KD-tree spatial index for static point sets and nearest-neighbor queries

Downloads

366

Readme

Install

npm install @gridworkjs/kd

Usage

import { createKdTree } from '@gridworkjs/kd'
import { point, bounds } from '@gridworkjs/core'

// index a set of restaurants by location
const tree = createKdTree(r => bounds(r.location))

tree.load([
  { name: 'Corner Bistro', location: point(40.738, -74.005) },
  { name: 'Katz Deli', location: point(40.722, -73.987) },
  { name: 'Joe Pizza', location: point(40.730, -73.989) },
  { name: 'Russ & Daughters', location: point(40.722, -73.988) }
])

// find the 2 closest restaurants to your current location
tree.nearest({ x: 40.725, y: -73.990 }, 2)
// => [{ name: 'Joe Pizza', ... }, { name: 'Katz Deli', ... }]

// search a bounding box
tree.search({ minX: 40.720, minY: -73.990, maxX: 40.730, maxY: -73.985 })
// => [{ name: 'Katz Deli', ... }, { name: 'Joe Pizza', ... }, { name: 'Russ & Daughters', ... }]

When to Use a KD-tree

KD-trees excel at nearest-neighbor queries on point data.

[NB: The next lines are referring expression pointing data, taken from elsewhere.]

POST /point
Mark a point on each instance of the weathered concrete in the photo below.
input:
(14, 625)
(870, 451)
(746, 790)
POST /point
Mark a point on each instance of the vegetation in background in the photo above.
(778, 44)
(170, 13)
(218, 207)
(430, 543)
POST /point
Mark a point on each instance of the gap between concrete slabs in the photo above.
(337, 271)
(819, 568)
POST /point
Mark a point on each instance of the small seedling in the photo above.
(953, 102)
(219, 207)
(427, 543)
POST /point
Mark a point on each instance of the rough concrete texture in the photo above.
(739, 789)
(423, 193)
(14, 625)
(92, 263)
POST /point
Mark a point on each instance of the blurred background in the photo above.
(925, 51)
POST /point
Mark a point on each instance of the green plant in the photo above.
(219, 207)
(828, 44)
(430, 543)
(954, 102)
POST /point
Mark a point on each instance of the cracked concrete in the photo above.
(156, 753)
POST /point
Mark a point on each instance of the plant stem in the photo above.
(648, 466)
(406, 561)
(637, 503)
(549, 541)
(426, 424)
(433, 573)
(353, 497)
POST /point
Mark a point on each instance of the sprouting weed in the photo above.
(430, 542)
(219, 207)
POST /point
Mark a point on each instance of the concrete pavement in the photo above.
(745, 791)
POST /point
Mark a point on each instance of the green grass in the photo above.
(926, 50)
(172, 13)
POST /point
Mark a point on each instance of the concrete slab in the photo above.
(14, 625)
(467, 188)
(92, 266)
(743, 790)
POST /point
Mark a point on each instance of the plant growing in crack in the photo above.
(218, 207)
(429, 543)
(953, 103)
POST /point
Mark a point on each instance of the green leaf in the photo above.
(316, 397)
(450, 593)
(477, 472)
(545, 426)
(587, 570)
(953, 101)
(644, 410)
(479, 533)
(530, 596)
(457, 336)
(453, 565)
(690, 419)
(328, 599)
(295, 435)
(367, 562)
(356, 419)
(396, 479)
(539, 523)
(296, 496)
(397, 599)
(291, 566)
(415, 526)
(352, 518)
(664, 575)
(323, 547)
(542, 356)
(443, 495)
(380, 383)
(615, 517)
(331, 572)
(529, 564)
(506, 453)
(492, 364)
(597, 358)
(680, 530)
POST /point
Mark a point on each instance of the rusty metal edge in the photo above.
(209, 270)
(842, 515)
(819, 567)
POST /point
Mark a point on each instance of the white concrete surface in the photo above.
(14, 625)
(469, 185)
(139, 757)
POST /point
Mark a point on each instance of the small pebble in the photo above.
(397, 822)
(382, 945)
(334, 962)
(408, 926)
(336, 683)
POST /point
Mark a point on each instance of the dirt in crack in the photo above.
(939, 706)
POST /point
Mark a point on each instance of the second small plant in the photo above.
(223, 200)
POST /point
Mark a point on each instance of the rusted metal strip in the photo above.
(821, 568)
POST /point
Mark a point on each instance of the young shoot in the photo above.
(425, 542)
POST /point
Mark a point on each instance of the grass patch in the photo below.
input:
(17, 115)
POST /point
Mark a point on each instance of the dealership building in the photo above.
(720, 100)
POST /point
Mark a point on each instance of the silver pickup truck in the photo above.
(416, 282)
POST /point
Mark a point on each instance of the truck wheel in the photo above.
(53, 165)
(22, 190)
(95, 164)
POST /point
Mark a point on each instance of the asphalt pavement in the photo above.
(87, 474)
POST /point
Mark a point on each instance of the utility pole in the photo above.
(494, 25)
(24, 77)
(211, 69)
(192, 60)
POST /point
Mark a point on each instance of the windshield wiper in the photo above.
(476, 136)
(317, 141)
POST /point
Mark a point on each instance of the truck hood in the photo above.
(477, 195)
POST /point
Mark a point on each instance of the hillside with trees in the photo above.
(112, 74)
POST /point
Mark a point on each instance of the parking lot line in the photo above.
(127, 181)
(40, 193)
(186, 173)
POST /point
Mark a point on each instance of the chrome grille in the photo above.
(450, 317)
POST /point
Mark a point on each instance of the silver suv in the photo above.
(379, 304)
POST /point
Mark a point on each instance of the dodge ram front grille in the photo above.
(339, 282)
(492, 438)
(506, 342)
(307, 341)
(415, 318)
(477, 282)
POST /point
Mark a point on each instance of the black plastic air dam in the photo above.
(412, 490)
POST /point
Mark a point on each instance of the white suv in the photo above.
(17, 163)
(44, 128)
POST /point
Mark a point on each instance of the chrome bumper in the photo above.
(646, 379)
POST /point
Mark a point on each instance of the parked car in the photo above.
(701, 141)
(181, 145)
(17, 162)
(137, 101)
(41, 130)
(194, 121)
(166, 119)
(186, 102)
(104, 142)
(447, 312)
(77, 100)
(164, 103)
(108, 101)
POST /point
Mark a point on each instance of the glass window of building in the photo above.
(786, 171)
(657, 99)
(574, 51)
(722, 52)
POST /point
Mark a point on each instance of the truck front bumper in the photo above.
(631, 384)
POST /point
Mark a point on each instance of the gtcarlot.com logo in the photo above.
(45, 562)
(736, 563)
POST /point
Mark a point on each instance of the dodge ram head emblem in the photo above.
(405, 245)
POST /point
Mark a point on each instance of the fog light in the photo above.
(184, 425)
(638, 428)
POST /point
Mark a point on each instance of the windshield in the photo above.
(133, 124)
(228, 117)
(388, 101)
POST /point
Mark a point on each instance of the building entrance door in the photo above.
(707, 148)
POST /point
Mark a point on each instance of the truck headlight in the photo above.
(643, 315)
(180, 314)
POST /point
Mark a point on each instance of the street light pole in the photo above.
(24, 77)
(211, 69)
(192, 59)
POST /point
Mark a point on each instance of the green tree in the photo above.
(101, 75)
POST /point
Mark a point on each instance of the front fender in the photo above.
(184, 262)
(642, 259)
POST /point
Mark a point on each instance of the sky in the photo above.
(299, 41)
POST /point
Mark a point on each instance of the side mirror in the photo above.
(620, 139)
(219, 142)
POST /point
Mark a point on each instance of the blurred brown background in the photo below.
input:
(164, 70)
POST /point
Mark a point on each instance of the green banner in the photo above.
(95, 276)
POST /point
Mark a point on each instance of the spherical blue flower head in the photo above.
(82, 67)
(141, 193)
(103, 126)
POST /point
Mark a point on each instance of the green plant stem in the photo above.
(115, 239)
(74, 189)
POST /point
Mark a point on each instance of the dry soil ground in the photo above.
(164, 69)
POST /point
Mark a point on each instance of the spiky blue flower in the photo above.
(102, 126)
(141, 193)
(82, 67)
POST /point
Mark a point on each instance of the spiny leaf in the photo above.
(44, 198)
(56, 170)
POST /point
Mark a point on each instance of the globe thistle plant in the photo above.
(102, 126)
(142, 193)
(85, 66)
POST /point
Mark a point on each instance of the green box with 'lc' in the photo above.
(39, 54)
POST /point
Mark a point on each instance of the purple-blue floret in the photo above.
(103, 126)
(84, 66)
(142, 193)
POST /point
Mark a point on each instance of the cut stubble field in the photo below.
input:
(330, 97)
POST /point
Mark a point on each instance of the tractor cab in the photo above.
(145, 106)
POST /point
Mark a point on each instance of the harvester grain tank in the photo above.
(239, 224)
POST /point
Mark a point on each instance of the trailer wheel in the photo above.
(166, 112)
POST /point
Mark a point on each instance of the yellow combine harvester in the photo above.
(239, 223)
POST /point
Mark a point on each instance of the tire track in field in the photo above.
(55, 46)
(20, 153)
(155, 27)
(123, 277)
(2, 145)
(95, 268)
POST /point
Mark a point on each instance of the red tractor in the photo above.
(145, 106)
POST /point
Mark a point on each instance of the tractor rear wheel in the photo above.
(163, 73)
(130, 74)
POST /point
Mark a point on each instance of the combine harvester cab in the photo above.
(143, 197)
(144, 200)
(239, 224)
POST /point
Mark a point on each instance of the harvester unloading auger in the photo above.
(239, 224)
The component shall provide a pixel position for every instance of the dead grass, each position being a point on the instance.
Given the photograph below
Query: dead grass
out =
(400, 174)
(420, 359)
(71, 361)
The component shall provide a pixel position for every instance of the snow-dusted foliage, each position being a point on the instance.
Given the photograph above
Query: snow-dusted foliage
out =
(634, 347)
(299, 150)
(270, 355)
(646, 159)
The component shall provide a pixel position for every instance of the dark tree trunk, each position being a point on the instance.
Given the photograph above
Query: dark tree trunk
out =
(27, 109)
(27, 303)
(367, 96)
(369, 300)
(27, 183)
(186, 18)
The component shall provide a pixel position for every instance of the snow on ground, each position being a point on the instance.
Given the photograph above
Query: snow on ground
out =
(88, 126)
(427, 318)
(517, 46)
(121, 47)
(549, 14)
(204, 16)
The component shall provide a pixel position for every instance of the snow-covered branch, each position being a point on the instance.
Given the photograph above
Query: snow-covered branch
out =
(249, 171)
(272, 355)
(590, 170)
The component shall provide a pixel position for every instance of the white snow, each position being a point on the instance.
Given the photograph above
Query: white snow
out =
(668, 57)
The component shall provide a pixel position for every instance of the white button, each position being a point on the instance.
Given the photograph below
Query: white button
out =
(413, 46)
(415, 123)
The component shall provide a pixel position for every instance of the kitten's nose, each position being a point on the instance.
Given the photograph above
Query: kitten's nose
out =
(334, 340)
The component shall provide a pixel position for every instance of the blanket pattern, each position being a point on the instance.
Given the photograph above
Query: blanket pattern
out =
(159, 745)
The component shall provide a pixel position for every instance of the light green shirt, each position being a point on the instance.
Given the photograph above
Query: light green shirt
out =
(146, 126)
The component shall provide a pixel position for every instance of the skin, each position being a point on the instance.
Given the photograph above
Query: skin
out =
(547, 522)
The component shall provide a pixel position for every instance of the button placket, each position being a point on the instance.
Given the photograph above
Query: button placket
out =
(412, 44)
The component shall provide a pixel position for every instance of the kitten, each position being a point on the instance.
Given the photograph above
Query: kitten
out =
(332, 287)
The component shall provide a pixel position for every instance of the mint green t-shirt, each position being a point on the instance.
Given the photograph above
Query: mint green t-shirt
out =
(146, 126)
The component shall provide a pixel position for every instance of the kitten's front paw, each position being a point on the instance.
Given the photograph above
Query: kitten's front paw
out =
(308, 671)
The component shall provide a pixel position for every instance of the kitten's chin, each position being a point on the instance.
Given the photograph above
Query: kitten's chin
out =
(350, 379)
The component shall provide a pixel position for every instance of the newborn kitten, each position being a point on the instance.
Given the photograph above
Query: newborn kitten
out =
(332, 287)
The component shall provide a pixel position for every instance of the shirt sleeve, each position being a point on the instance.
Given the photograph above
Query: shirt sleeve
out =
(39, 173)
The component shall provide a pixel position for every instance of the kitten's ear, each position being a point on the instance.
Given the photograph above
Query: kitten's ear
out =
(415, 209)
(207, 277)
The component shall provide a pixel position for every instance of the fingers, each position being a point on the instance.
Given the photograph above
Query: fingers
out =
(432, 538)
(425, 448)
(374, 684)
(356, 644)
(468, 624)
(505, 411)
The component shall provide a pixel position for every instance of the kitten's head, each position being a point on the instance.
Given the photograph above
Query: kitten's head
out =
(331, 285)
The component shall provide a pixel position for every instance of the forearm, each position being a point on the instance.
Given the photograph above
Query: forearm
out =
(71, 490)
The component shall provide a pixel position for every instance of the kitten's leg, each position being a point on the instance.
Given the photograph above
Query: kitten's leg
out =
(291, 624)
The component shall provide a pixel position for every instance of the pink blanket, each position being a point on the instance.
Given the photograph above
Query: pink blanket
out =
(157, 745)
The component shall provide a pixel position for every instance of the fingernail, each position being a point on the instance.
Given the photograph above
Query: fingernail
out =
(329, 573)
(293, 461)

If you have a static dataset and your primary query is "find the k closest items to this point", a KD-tree will outperform other spatial indexes.

Use load() to build the tree from a complete dataset - this produces a balanced tree with optimal query performance. Dynamic insert() and remove() are supported but may unbalance the tree over time.

If your data changes frequently, consider @gridworkjs/quadtree (dynamic, sparse data) or @gridworkjs/hashgrid (uniform distributions). If your items are rectangles rather than points, @gridworkjs/rtree is a better fit.

API

createKdTree(accessor)

Creates a new KD-tree. The accessor function maps each item to its bounding box ({ minX, minY, maxX, maxY }). Use bounds() from @gridworkjs/core to convert geometries.

Returns a spatial index implementing the gridwork protocol.

tree.load(items)

Builds a balanced tree from an array of items, replacing any existing data. This is the preferred way to populate the tree - it produces optimal structure for queries.

tree.insert(item)

Adds a single item to the tree. For bulk data, prefer load().

tree.remove(item)

Removes an item by identity (===). Returns true if found and removed.

tree.search(query)

Returns all items whose bounds intersect the query. Accepts bounds objects or geometry objects (point, rect, circle).

tree.nearest(point, k?)

Returns the k nearest items to the given point, sorted by distance. Defaults to k=1. Accepts { x, y } or a point geometry.

tree.clear()

Removes all items from the tree.

tree.size

Number of items in the tree.

tree.bounds

Bounding box of all items, or null if empty.

tree.accessor

The bounds accessor function passed at construction.